Der Mediziner, Neuseelandforscher und Geologieprofessor Ernst Dieffenbach (1811-1855) war vor wenigen Jahren durch den Geschichtsprofessor Dirk van Laak für Gießen wiederentdeckt worden. Dieffenbachs Grabstätte auf dem Alten Friedhof konnte danach von Stadtgeschichtsforscherin Dagmar Klein wiederentdeckt werden und erhielt 2015 dank des Freundeskreis Alter Friedhof einen neuen Erinnerungs-Stein.

Der Gießener Neuseeland-Fan Wilfried Westrupp hatte den an der Massey-University in Auckland lehrenden Autor Thom Conroy kennengelernt und war von ihm wegen der Planung einer Europareise kontaktiert worden. Am Montagabend hielt Conroy auf Einladung der Geographischen Gesellschaft Gießen (Andreas Dittmann) einen Vortrag zu Dieffenbachs Forschungsreise und den damaligen Vorstellungen vom Südpazifik. Am Dienstag war er nachmittags Gast in einem Anglistik-Seminar unter Leitung von Andrea Rummel. Am Abend folgte die eingangs erwähnte Lesung aus Conroys Novelle "The Naturalist" (2014), die in teils faktenbasierter, teils fiktionaler Form von Ernst Dieffenbach handelt.
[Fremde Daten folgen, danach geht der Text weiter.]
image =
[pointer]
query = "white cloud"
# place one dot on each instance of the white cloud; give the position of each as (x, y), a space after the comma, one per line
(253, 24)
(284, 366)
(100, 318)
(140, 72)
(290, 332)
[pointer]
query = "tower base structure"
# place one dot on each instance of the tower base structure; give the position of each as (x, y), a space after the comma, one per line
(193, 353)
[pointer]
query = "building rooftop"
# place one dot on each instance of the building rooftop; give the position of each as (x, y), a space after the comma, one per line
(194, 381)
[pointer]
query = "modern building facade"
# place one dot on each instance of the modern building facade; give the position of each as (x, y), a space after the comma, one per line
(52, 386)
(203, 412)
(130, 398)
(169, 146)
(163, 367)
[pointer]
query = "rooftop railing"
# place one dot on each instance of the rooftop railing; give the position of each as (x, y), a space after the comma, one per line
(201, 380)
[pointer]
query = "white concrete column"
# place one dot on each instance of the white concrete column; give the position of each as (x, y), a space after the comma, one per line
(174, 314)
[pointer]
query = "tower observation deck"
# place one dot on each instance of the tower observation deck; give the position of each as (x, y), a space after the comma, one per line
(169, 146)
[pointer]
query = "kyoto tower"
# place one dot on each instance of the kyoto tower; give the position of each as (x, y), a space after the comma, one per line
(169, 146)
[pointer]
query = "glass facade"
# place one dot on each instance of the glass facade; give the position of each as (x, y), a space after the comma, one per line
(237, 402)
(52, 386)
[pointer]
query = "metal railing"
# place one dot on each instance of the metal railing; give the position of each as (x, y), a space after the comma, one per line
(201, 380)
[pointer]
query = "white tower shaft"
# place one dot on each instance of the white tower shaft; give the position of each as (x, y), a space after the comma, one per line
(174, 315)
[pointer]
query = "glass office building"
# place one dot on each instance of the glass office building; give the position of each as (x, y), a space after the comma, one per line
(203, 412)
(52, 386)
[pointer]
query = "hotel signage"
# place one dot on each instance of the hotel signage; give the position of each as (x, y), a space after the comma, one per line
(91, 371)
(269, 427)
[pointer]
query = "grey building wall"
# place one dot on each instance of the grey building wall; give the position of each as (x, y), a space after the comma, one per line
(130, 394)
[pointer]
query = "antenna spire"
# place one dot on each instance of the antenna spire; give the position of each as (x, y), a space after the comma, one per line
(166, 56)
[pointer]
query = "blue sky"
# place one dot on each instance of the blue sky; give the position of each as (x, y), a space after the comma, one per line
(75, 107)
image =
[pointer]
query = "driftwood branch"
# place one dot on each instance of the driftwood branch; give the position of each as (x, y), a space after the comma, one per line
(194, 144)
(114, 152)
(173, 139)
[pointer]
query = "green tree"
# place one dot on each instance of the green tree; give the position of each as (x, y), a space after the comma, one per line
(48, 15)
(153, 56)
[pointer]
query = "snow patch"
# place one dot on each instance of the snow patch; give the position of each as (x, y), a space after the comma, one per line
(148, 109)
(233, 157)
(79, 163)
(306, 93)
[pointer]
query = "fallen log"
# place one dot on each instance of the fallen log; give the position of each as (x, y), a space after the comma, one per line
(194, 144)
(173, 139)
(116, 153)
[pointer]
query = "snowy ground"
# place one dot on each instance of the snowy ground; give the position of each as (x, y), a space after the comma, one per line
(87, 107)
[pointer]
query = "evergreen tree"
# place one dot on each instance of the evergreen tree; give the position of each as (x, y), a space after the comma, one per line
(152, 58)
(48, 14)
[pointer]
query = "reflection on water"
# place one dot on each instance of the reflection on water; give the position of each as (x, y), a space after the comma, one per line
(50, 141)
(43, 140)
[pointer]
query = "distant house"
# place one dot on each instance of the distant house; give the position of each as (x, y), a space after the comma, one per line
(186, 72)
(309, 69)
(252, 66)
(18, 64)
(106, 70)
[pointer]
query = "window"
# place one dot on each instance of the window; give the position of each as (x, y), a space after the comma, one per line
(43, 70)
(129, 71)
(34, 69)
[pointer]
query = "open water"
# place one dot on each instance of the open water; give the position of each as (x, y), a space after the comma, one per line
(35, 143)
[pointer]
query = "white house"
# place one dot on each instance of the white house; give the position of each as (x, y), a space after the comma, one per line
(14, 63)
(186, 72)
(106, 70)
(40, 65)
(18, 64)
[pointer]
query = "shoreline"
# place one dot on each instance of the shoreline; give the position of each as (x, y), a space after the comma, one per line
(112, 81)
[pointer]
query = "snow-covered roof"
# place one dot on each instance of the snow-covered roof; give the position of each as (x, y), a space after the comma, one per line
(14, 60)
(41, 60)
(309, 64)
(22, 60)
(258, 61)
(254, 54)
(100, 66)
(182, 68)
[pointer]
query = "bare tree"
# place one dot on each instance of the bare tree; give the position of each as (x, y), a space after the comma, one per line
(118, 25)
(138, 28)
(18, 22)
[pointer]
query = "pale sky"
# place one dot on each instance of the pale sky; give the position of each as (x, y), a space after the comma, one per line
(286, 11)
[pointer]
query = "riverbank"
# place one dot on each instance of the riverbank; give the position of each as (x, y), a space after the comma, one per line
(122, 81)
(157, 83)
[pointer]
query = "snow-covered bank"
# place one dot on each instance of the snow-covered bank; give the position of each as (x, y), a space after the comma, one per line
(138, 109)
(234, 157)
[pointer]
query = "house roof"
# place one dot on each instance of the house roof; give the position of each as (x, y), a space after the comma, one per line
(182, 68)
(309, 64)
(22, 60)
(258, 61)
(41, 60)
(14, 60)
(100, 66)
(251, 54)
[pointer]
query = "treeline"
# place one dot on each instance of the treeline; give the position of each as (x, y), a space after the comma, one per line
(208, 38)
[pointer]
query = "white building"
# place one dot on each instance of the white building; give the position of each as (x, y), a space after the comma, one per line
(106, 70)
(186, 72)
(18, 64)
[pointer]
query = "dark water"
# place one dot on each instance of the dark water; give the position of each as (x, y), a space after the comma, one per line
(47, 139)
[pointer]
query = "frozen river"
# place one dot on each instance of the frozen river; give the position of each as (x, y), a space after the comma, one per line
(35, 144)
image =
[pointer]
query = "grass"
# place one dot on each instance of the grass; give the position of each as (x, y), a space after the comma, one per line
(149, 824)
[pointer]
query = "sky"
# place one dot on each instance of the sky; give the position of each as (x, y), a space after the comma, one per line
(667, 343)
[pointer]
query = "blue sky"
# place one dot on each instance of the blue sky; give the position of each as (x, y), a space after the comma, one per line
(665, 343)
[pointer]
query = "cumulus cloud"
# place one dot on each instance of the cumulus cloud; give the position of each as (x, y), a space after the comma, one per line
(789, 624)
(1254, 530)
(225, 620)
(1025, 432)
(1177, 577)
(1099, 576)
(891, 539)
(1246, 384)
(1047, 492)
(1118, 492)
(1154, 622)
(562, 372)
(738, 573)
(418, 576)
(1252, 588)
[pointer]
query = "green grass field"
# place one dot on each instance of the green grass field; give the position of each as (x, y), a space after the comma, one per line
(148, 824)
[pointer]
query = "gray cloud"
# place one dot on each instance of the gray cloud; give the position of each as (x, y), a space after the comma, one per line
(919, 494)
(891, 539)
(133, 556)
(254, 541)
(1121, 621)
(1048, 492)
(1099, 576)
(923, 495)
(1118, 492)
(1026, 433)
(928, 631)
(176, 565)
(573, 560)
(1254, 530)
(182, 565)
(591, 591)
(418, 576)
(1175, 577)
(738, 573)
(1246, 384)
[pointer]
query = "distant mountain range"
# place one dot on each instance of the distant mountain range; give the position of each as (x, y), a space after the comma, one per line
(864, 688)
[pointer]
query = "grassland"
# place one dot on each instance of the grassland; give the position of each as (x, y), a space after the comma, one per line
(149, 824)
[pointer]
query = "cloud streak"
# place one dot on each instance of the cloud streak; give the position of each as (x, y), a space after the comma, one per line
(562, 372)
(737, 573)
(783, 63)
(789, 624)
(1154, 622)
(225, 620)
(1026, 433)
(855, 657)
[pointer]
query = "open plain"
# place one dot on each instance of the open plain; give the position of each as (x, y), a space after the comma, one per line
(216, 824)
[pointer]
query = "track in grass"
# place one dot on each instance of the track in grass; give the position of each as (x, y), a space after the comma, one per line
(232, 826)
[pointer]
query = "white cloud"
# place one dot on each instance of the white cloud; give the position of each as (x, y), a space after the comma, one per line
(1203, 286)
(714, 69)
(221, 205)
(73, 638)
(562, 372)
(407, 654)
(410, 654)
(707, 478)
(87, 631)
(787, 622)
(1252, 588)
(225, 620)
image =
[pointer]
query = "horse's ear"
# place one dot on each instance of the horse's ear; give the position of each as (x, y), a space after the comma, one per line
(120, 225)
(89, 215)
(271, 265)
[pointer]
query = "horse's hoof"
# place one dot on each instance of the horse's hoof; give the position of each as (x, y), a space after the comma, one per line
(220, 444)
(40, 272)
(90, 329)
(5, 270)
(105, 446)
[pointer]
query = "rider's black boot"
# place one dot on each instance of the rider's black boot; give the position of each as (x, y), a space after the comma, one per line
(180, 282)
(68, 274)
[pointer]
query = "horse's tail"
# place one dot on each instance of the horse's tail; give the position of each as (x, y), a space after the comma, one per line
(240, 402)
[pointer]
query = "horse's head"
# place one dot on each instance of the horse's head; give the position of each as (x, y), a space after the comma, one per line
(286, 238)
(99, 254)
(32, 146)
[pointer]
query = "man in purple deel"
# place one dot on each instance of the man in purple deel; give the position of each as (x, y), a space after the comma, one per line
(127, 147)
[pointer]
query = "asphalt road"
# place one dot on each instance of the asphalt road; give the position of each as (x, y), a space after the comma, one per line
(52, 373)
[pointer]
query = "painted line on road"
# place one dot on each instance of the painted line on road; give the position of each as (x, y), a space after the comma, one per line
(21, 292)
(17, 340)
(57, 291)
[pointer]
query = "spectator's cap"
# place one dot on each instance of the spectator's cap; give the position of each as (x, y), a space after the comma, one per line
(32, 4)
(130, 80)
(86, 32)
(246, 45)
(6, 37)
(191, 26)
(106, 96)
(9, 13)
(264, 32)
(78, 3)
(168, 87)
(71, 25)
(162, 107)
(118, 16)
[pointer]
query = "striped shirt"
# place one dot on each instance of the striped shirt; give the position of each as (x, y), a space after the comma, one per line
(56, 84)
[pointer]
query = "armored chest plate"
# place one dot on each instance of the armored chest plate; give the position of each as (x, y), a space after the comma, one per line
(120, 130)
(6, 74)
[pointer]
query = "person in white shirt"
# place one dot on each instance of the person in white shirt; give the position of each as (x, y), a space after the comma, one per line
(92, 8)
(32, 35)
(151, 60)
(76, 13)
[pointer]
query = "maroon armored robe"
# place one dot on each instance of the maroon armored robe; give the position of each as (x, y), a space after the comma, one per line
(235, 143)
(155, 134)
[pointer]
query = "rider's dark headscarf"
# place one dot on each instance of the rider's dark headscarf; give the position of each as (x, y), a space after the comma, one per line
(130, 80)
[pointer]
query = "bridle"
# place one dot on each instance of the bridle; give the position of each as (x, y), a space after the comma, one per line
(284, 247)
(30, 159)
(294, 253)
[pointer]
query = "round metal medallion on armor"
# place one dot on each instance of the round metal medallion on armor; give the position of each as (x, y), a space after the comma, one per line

Conroys Erzählweise ist humorvoll und selbstironisch. Für das weitergehende Verständnis hatte Moderatorin Andrea Rummel einen Stapel Bücher vom neuseeländischen Random-Verlag erhalten, die preisgünstig angeboten wurden.

Wer war nun Ernst Dieffenbach? In Gießen geborener Sohn eines Theologen, als Student in die Unruhen der vordemokratischen Zeit verwickelt und von Verfolgung bedroht. Über mehrere Stationen landete er schließlich in London, wo er sich zunächst als Übersetzer und Sprachlehrer verdingte. Für die New Zealand Company reiste er nach Neuseeland, vom Abenteuer- und Forscherwillen geprägt. Für seine Zeit ungewöhnlich war seine zutiefst humanistische Haltung, was die Gleichheit der Menschen betrifft. Er lernte Englisch wie Maori, begegnete den Ureinwohnern mit tiefem Respekt. Er wäre auch geblieben, hatte bereits einen großen Garten angelegt, doch wurde ihm dies nicht erlaubt. Also kehrte er zurück, schrieb in London ein Buch über Neuseeland und durfte schließlich nach Deutschland zurückkehren, wurde noch Professor an der Gießener Universität, wo er erst 44-jährig an Typhus starb. Was erklärt, warum er an der Universität und in der Stadt nicht allzu bekannt wurde.

Zutiefst humanistische Haltung

Wie ist Comroy auf Dieffenbach gestoßen? Durch eine Fußnote. Und er tat das, was Akademiker lieben, wie er schmunzelnd sagte, er verfolgte diese Angabe, besorgte sich Bücher und las weiter. Es dauerte allerdings eine Weile und die Ermutigung durch andere, bis er daraus ein Buch machte. Und wie kann man über Gießen schreiben, wenn man nie hier war? Nun, er wäre gern gekommen, doch gab niemand Geld für eine solche Recherche. Fotos und Stadtpläne hat er studiert.

Und was verbindet ihn persönlich mit Dieffenbach? Die grundlegende Idee von Exil, ob erzwungen oder freiwillig, und die Vorstellung von Heimat: Thom Conroy ist gebürtiger US-Amerikaner, Neuseeland seine Wahl-Heimat.